Personal information
- Full name: Pedro Miguel da Mota Roma
- Date of birth: 13 August 1970 (age 54)
- Place of birth: Pombal, Portugal
- Height: 1.85 m (6 ft 1 in)
- Position(s): Goalkeeper

Youth career
- 1982–1986: Sporting Pombal
- 1986–1989: Académica

Senior career*
- Years: Team / Apps / (Gls)
- 1989–1990: Naval
- 1990–1992: Académica / 33 / (0)
- 1992–1994: Benfica / 0 / (0)
- 1993–1994: → Gil Vicente (loan) / 6 / (0)
- 1994–2009: Académica / 332 / (0)
- 1996: → Famalicão (loan) / 12 / (0)
- 2002: → Braga (loan) / 3 / (0)
- Total:  / 386 / (0)

International career
- 1991–1992: Portugal U21 / 2 / (0)

= Pedro Roma =

Portuguese football player/coach

Pedro Miguel da Mota Roma (born 13 August 1970) is a Portuguese former footballer who played as a goalkeeper.
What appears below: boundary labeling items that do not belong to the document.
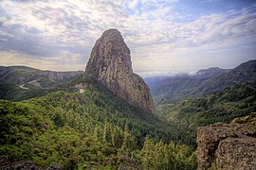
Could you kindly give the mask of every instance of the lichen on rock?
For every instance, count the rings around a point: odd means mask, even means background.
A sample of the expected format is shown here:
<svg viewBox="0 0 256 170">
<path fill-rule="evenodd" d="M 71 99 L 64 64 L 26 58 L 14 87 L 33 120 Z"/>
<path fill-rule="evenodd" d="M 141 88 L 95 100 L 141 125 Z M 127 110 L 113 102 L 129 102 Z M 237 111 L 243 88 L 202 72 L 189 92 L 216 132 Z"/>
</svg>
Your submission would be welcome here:
<svg viewBox="0 0 256 170">
<path fill-rule="evenodd" d="M 256 167 L 256 128 L 248 125 L 215 123 L 197 129 L 198 169 Z"/>
</svg>

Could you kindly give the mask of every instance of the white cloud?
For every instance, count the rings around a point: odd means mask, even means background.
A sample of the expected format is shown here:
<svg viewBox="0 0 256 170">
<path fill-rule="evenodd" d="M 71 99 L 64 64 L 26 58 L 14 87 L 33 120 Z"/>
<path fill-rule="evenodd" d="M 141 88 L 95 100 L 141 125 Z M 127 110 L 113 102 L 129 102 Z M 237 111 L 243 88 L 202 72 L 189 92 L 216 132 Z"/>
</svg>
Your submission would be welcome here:
<svg viewBox="0 0 256 170">
<path fill-rule="evenodd" d="M 85 61 L 95 41 L 105 29 L 115 27 L 131 48 L 134 67 L 138 70 L 173 66 L 172 57 L 200 49 L 256 42 L 253 7 L 187 21 L 191 16 L 175 9 L 176 3 L 4 0 L 0 2 L 0 50 L 28 55 L 30 60 L 63 56 L 64 60 L 74 55 L 80 56 L 72 58 L 77 62 L 82 58 Z"/>
</svg>

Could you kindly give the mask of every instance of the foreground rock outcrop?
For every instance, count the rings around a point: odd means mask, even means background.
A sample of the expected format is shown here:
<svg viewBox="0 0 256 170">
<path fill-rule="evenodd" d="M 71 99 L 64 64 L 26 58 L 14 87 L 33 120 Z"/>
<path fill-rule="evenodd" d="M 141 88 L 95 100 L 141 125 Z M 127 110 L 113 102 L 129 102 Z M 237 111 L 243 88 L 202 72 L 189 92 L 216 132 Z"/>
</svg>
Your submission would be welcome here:
<svg viewBox="0 0 256 170">
<path fill-rule="evenodd" d="M 150 90 L 133 73 L 130 50 L 119 30 L 106 30 L 96 42 L 84 77 L 97 79 L 129 104 L 154 112 Z"/>
<path fill-rule="evenodd" d="M 256 128 L 237 123 L 215 123 L 197 129 L 198 169 L 254 169 Z"/>
</svg>

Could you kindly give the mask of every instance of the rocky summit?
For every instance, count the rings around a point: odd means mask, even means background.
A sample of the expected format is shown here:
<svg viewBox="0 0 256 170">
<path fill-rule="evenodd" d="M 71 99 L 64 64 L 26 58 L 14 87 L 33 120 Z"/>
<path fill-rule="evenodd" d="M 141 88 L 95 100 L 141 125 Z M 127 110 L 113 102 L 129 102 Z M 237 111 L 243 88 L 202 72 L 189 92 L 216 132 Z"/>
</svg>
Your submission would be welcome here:
<svg viewBox="0 0 256 170">
<path fill-rule="evenodd" d="M 132 106 L 154 112 L 150 90 L 144 80 L 133 73 L 130 49 L 119 30 L 106 30 L 96 42 L 84 77 L 97 79 Z"/>
</svg>

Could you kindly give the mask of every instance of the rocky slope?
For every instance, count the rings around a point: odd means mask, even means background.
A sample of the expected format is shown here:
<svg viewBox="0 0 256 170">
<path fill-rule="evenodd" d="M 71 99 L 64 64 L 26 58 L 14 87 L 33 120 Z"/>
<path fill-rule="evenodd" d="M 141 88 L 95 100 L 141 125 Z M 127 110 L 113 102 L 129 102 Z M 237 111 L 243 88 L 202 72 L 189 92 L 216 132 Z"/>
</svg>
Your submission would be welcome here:
<svg viewBox="0 0 256 170">
<path fill-rule="evenodd" d="M 198 169 L 254 169 L 256 128 L 237 123 L 215 123 L 197 129 Z"/>
<path fill-rule="evenodd" d="M 84 77 L 97 79 L 129 104 L 154 112 L 150 90 L 133 73 L 130 49 L 119 30 L 106 30 L 96 42 Z"/>
</svg>

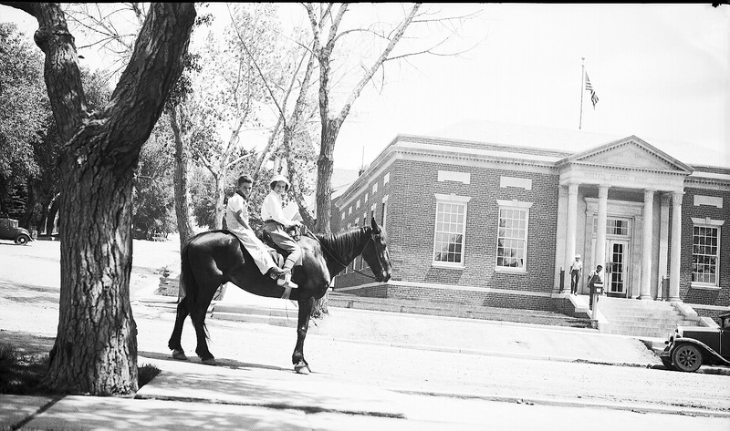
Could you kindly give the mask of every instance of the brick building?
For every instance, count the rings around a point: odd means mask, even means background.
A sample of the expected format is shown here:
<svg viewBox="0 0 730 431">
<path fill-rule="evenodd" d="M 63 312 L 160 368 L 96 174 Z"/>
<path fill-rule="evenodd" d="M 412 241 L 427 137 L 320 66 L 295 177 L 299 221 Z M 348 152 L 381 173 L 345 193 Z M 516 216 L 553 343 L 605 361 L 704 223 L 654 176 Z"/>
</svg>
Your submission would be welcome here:
<svg viewBox="0 0 730 431">
<path fill-rule="evenodd" d="M 332 206 L 333 231 L 385 226 L 392 279 L 354 272 L 367 270 L 357 259 L 334 289 L 569 313 L 578 253 L 580 293 L 603 262 L 610 296 L 730 310 L 730 168 L 690 166 L 635 136 L 592 139 L 567 151 L 398 136 Z"/>
</svg>

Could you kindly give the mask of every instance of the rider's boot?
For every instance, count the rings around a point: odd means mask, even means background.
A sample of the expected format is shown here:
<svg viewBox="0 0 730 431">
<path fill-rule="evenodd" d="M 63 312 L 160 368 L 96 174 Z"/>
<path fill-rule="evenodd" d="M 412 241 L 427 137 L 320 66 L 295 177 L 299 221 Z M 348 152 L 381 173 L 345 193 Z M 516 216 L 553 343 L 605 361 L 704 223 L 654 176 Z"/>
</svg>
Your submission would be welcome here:
<svg viewBox="0 0 730 431">
<path fill-rule="evenodd" d="M 292 289 L 297 289 L 299 287 L 298 284 L 291 281 L 291 272 L 287 272 L 284 274 L 284 276 L 276 279 L 276 284 L 282 287 L 290 287 Z"/>
<path fill-rule="evenodd" d="M 291 270 L 272 266 L 271 269 L 268 270 L 268 276 L 271 277 L 271 280 L 276 280 L 284 277 L 287 272 L 291 272 Z"/>
<path fill-rule="evenodd" d="M 292 259 L 287 259 L 287 262 L 284 262 L 284 267 L 282 268 L 282 271 L 285 272 L 283 280 L 281 277 L 279 277 L 279 279 L 276 280 L 276 284 L 284 287 L 288 286 L 292 289 L 299 287 L 297 283 L 291 281 L 291 269 L 294 267 L 294 263 L 295 262 Z"/>
</svg>

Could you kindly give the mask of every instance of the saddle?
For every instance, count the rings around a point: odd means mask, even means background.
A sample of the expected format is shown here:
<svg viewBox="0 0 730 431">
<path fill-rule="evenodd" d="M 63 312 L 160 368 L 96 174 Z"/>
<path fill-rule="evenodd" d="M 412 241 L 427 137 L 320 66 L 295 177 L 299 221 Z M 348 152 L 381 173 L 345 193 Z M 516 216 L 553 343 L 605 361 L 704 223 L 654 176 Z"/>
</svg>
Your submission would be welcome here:
<svg viewBox="0 0 730 431">
<path fill-rule="evenodd" d="M 298 229 L 289 229 L 287 231 L 287 233 L 288 233 L 295 241 L 299 242 L 301 235 Z M 268 252 L 271 255 L 271 258 L 274 259 L 274 262 L 276 262 L 279 267 L 281 267 L 284 264 L 284 262 L 287 261 L 287 257 L 289 255 L 288 251 L 279 248 L 279 246 L 276 245 L 271 239 L 271 235 L 269 235 L 266 231 L 262 231 L 257 236 L 258 239 L 264 242 L 264 245 L 268 248 Z"/>
</svg>

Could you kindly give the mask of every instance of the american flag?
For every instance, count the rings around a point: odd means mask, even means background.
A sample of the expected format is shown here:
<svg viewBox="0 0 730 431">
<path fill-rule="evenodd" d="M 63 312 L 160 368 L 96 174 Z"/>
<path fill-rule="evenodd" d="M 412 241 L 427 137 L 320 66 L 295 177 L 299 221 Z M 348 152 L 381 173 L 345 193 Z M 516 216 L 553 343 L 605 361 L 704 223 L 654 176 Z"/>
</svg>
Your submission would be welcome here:
<svg viewBox="0 0 730 431">
<path fill-rule="evenodd" d="M 586 91 L 590 91 L 590 101 L 593 102 L 593 108 L 596 108 L 596 104 L 599 103 L 599 97 L 596 96 L 596 91 L 590 84 L 590 79 L 588 78 L 588 72 L 586 72 Z"/>
</svg>

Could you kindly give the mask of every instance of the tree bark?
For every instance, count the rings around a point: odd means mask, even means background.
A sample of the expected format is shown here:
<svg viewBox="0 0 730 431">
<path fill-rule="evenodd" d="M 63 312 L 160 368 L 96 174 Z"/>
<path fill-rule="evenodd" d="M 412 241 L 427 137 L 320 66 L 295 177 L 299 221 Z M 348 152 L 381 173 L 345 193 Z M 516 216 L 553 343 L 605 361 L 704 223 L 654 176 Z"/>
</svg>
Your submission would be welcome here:
<svg viewBox="0 0 730 431">
<path fill-rule="evenodd" d="M 70 394 L 131 394 L 138 389 L 130 303 L 132 173 L 182 69 L 194 6 L 151 6 L 110 103 L 90 113 L 58 5 L 8 5 L 38 21 L 35 40 L 46 54 L 46 85 L 64 141 L 58 332 L 43 383 Z"/>
<path fill-rule="evenodd" d="M 180 251 L 193 238 L 193 231 L 191 223 L 189 190 L 188 190 L 188 151 L 182 140 L 181 121 L 178 121 L 177 107 L 169 106 L 170 125 L 175 138 L 175 215 L 177 216 L 177 231 L 180 233 Z M 184 124 L 184 121 L 182 121 Z"/>
</svg>

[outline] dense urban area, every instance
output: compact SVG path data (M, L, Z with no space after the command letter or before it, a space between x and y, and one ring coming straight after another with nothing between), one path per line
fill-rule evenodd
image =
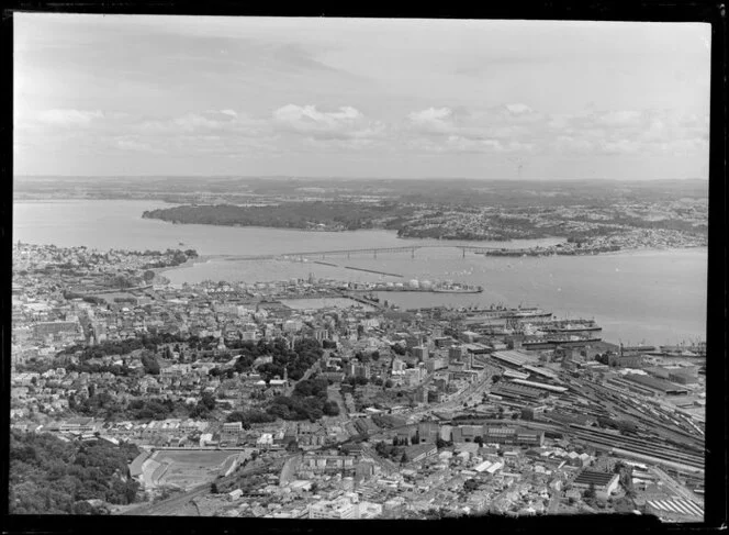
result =
M493 241L564 237L568 243L490 255L582 255L638 247L706 246L707 185L700 180L620 182L325 180L177 177L65 180L64 194L170 203L143 216L177 224L310 231L384 229L401 237ZM168 187L173 183L175 187ZM24 180L18 199L55 191L52 178ZM233 192L233 193L232 193ZM63 198L63 197L60 197Z
M560 220L588 246L615 224L686 245L705 208L422 208L403 229ZM161 275L195 257L13 245L11 513L702 520L703 343L616 345L520 305L400 310L367 283Z

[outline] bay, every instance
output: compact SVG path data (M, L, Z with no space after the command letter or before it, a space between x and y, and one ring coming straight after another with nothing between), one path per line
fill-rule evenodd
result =
M168 204L146 201L58 200L16 202L13 241L105 250L194 248L203 261L165 272L173 283L202 280L265 282L292 278L347 281L453 280L484 288L476 294L381 292L402 308L439 304L509 306L539 305L561 317L594 317L603 338L637 344L675 344L705 339L706 247L632 250L596 256L497 258L448 247L453 242L402 239L389 231L345 233L279 229L175 225L142 219L142 212ZM549 245L560 238L473 243L496 247ZM182 245L180 245L182 244ZM236 260L226 255L402 247L423 244L442 248L332 256L316 261ZM346 267L402 275L402 278Z

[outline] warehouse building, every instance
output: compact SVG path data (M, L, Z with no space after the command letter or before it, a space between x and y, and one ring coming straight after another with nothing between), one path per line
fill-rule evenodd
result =
M618 488L619 479L620 477L617 473L584 469L574 478L572 487L587 490L591 486L594 486L595 495L607 500L613 491Z

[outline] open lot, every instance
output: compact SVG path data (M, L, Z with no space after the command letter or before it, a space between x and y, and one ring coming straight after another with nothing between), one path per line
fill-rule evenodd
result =
M213 481L228 458L238 457L231 452L175 452L164 450L154 455L154 460L164 465L156 475L157 486L173 484L189 489Z

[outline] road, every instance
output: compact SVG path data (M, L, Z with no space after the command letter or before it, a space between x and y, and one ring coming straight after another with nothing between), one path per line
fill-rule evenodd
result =
M276 465L277 462L281 461L285 462L288 458L295 457L296 455L298 454L272 459L271 461L262 466L255 465L255 466L244 467L242 470L234 472L227 478L220 479L218 483L224 484L225 482L232 480L233 478L238 478L240 476L251 475L268 470L271 465ZM205 494L210 494L211 483L212 481L199 484L187 492L177 494L172 498L168 498L167 500L162 500L157 503L142 505L139 508L126 511L122 513L122 515L123 516L173 516L176 514L179 514L179 511L186 508L193 499L203 497Z
M650 470L661 480L663 483L671 489L680 498L688 500L689 502L696 503L704 506L704 499L693 493L691 490L686 489L684 486L677 483L671 476L665 473L659 467L650 467Z

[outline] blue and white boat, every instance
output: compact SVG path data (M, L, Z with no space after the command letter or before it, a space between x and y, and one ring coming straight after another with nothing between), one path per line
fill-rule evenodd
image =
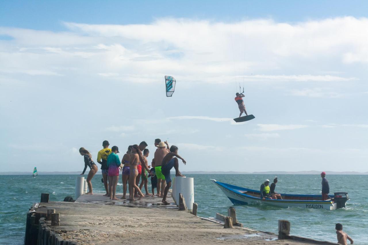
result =
M333 198L323 201L322 195L282 194L282 200L262 200L259 191L240 187L211 180L223 192L234 205L266 205L287 208L298 207L307 209L332 210L344 207L349 200L347 192L335 192Z

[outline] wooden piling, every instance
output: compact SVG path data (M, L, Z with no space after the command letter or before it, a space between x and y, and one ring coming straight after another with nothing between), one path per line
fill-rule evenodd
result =
M195 203L193 203L193 208L192 209L192 214L193 215L197 216L197 210L198 209L198 204Z
M290 222L287 220L279 220L279 239L286 239L289 238L290 234Z
M231 217L233 220L233 225L236 224L236 212L235 211L235 209L233 207L230 207L227 209L227 216Z
M60 225L60 213L54 213L51 214L51 226Z
M55 209L48 209L47 210L47 216L46 219L47 220L51 220L51 214L55 213Z
M40 202L49 202L50 194L48 193L41 193L41 201Z
M225 223L224 228L233 228L233 219L231 217L227 216L224 218L224 222Z
M181 193L179 193L179 211L188 211L185 199Z

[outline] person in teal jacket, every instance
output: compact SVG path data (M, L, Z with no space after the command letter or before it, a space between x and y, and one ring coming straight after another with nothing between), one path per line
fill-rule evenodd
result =
M116 146L111 148L112 153L107 156L107 167L109 167L109 192L111 200L119 200L115 197L116 185L119 179L119 171L121 164L117 153L119 153L119 148Z

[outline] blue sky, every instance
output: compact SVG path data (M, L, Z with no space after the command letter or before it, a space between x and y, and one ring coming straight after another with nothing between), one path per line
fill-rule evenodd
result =
M183 171L368 171L367 5L2 1L2 171L159 138ZM235 124L239 83L256 118Z

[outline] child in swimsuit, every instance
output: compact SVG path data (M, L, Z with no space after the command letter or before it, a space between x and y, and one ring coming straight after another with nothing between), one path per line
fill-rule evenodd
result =
M149 166L148 166L148 162L147 160L147 158L148 157L149 155L149 151L148 149L146 148L143 150L143 158L145 160L144 164L145 164L145 166L147 166L148 167ZM147 184L148 183L148 171L145 168L144 169L143 171L144 171L144 174L142 174L141 175L142 181L141 181L141 184L139 186L139 188L141 190L142 188L143 187L143 185L144 185L144 189L146 190L146 195L150 195L151 193L148 191L148 188L147 187Z

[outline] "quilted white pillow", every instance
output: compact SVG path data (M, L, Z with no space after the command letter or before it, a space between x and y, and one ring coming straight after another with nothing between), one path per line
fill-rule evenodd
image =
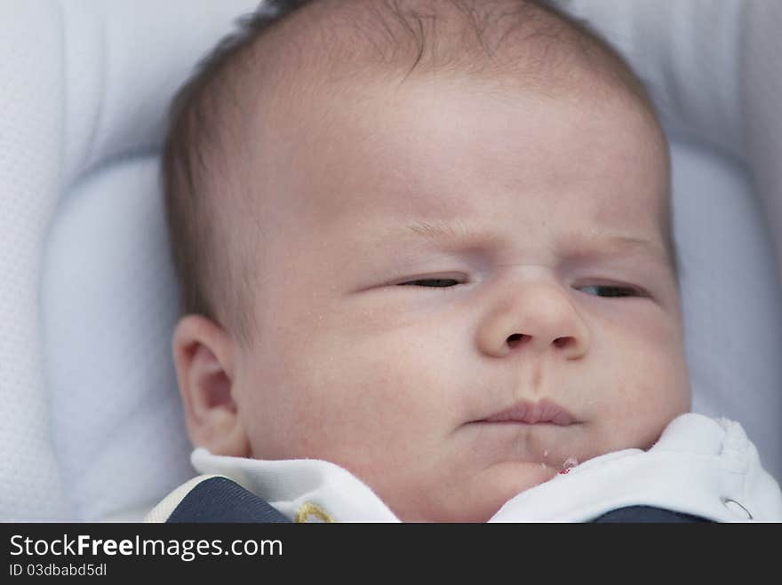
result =
M140 519L193 473L157 150L176 87L256 4L0 3L0 519ZM753 58L776 54L782 5L566 4L626 51L676 139L695 409L744 423L782 478L782 295L765 221L782 232L782 92L762 70L773 59Z

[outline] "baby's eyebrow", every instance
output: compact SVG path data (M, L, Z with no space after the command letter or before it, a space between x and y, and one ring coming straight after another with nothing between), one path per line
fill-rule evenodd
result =
M460 220L418 220L405 225L405 231L411 232L428 240L474 241L484 238L487 235Z
M499 241L505 238L471 225L463 220L417 220L404 225L403 233L412 233L427 240L475 243L478 241ZM668 251L662 241L626 233L584 234L574 233L568 237L567 244L576 256L602 257L616 254L641 254L665 262L669 260Z

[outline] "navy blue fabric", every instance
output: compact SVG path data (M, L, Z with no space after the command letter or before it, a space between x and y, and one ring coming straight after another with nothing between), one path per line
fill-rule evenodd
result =
M166 523L290 522L264 500L227 478L210 478L196 486Z
M691 522L712 522L701 516L693 516L692 514L683 514L682 512L674 512L670 510L662 508L654 508L653 506L627 506L626 508L618 508L606 512L602 516L592 520L592 522L599 523L641 523L641 522L659 522L659 523L691 523Z

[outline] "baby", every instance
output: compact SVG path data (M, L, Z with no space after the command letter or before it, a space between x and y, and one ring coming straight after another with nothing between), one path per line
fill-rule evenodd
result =
M267 2L164 170L196 467L265 500L328 462L367 519L485 521L690 410L666 138L545 4Z

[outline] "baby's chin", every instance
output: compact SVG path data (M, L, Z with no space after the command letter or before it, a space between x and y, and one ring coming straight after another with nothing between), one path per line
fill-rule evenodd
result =
M389 503L403 522L486 522L511 498L552 479L560 470L545 463L505 462L463 482L443 482L426 498L396 506Z

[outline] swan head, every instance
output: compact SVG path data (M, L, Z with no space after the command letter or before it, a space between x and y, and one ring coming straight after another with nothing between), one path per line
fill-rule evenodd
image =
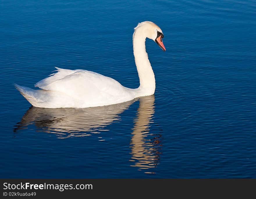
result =
M157 25L152 21L143 21L139 23L134 30L134 33L138 31L141 34L144 34L146 37L154 40L163 51L165 51L165 47L162 39L163 38L163 34Z

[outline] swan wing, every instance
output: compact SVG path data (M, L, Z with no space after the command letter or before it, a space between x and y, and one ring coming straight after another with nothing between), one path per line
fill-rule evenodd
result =
M58 70L35 86L65 94L82 104L83 107L120 103L134 98L130 90L111 78L83 70Z

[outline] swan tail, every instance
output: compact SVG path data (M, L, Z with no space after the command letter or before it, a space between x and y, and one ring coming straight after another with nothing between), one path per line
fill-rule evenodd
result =
M37 94L39 90L34 90L25 86L21 86L15 83L14 84L16 89L32 105L36 107L40 107L39 105L42 104L42 102L37 97Z
M65 94L44 89L32 89L14 84L14 86L32 105L40 108L75 107L76 101Z

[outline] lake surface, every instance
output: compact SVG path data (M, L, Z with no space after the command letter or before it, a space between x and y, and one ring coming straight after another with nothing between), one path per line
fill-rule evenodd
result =
M256 1L0 3L1 178L256 178ZM31 105L54 67L137 87L132 36L147 39L154 95L83 109Z

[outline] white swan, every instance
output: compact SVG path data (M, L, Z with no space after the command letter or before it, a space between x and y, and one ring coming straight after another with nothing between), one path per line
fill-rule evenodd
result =
M56 68L57 72L37 83L34 90L14 84L16 88L33 106L43 108L86 108L117 104L154 94L154 73L146 52L147 37L152 39L165 51L162 30L151 21L139 23L133 36L135 62L139 87L131 89L116 81L84 70Z

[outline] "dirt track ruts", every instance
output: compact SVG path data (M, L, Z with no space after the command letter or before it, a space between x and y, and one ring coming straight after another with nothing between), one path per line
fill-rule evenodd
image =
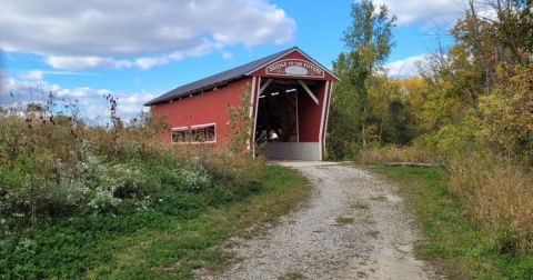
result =
M309 203L230 250L241 261L201 279L435 279L416 260L412 217L393 186L353 166L284 163L313 183Z

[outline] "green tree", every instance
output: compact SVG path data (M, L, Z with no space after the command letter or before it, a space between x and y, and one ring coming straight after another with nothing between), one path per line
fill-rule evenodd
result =
M351 16L352 23L343 38L346 51L333 62L333 69L342 81L335 87L332 119L341 121L338 122L341 127L332 128L331 134L332 143L359 141L364 148L369 140L368 120L371 114L369 89L372 77L382 70L391 52L395 17L389 17L386 6L374 6L368 0L353 3ZM354 128L359 130L358 136L354 136Z

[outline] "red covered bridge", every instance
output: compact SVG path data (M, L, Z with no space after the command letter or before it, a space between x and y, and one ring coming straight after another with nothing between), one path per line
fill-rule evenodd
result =
M175 88L145 103L164 116L167 144L220 146L228 104L251 87L252 142L273 159L322 160L333 81L330 70L294 47ZM251 146L252 149L254 146Z

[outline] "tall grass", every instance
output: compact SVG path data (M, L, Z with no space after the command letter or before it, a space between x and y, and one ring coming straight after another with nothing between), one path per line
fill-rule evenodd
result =
M362 150L359 154L361 164L383 164L391 162L414 162L414 163L432 163L434 161L434 152L422 143L415 142L413 146L385 146L373 147Z
M533 254L533 176L507 159L483 151L457 153L447 186L494 234L502 253Z
M47 94L41 94L47 96ZM124 123L107 94L109 122L88 126L76 102L46 100L0 112L0 216L37 223L51 218L145 207L168 191L209 192L212 202L258 189L260 162L228 150L163 147L162 120ZM1 233L0 233L1 234Z

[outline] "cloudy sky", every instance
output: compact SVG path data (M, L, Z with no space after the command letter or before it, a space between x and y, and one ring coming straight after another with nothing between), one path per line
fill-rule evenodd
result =
M39 90L104 118L102 94L125 118L180 84L292 46L330 67L343 50L353 0L0 0L0 106ZM416 74L461 0L378 0L398 16L392 76ZM29 89L32 89L31 91ZM144 110L148 110L144 108Z

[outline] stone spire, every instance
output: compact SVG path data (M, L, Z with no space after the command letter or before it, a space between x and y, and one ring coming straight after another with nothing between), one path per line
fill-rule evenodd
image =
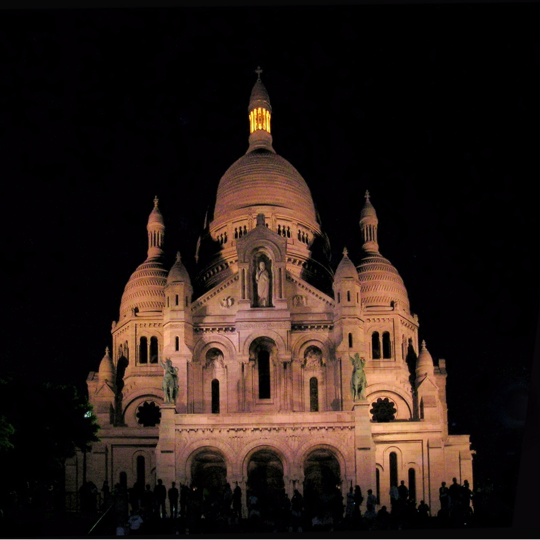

Having played with Académica for over 15 years, he later worked with his main club as a goalkeepers' coach.

==Football career==
Born in Pombal, Leiria District, Roma came up through the youth ranks of Académica de Coimbra. He made his professional debut for the club in 1991, after a spell at Associação Naval 1º de Maio in the lower leagues.

After two successful seasons, Primeira Liga giants S.L. Benfica bought Roma. However, he failed to make a single appearance for the Lisbon side, and was subsequently loaned to fellow top division team Gil Vicente FC, where he played sparingly.

After 1993–94, Roma returned to Académica, where he stayed for another two seasons. After a disappointing second year he was loaned out to F.C. Famalicão but, upon coming back to Coimbra, he made a record 147 appearances in a row for the Students, and was first choice for six consecutive seasons; after a brief loan spell at S.C. Braga in 2002, where he made only three appearances, he returned and remained the starter for the subsequent campaigns.

In June 2009, after having only appeared in two games during the season, Roma retired aged almost 39, and immediately became Académica's goalkeeper's coach. In the following years, in the same capacity, he worked with the Portugal national team (women, under-17s).